Sunday, January 16, 2011

ID & Religion - Indonesia

An Indonesian ID card, like any other around the world, tells who you are, but here it also identifies what you believe in, which can be a source of trouble if you’re a member of a faith that the state does not recognize.

Believers who do not subscribe to the six state-recognized religions will tell you this is not something they can take lightly, particularly during the birth of a child, a marriage or registering for schooling. Regulations on civil registration can prevent some from getting their rights as citizens if their are true to their religions.
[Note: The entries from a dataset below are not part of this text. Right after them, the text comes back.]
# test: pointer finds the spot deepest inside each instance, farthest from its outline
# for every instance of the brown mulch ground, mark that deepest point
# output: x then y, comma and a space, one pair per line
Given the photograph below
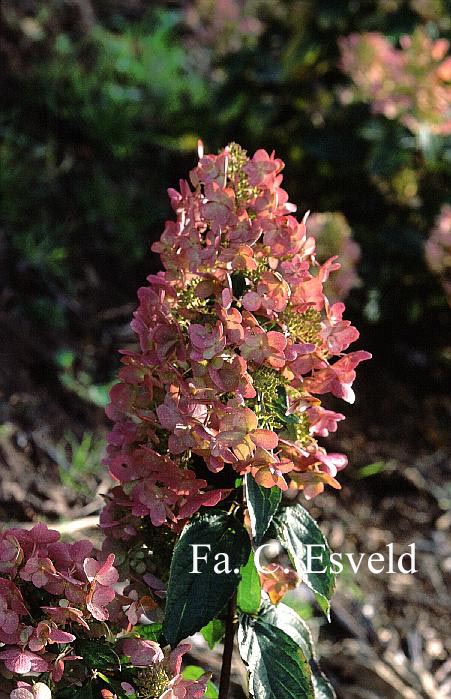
389, 637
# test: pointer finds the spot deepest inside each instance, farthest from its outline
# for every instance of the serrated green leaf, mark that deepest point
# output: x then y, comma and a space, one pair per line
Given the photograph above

“I didn’t care about ID cards until I wanted to get married,” Asep Setia Pujanegara, who has faced many challenges because of his Kaharingan religion, said at a discussion in Jakarta last week.
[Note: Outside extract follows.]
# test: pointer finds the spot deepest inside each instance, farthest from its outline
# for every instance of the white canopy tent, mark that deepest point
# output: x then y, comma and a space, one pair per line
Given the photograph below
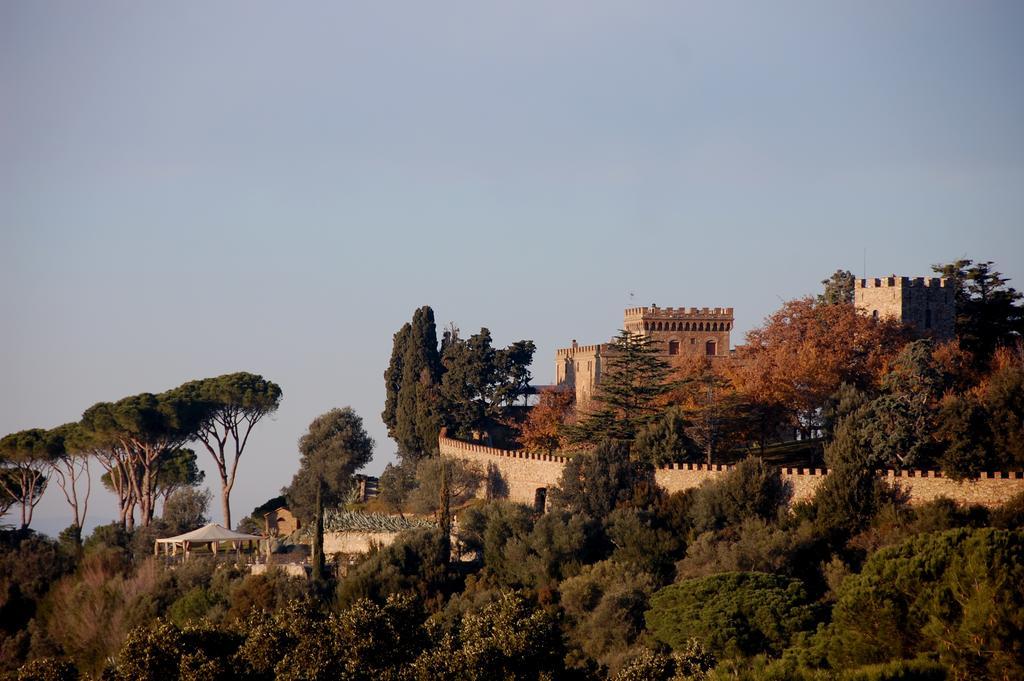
211, 534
The 40-year-old said he had filed a complaint against Bandung’s Civil Registration Agency in 2001 for refusing to register his marriage because he was not a member of one of the six approved religions.

He says the legal process took more than six years and that he “only received a copy of the Supreme Court ruling in February 2008, even though the ruling itself was issued in March 2006.”

“During the process, my wife gave birth to our first son in September 2003. Since our marriage was, at that time, not acknowledged by the state, our son’s birth certificate only recognized my wife as his official parent.”

With the ruling in hand, the couple registered their marriage and asked authorities to amend their child’s birth records.

“That experience taught me and everyone I know that to get justice in this country, if you are a believer of an [unrecognized] faith group, one has to go through a long and complicated process.”

“It also had a social and psychological impact on me, because members of my faith group were told to always be compliant to the state. They told us that we were hare-brained,” Asep said.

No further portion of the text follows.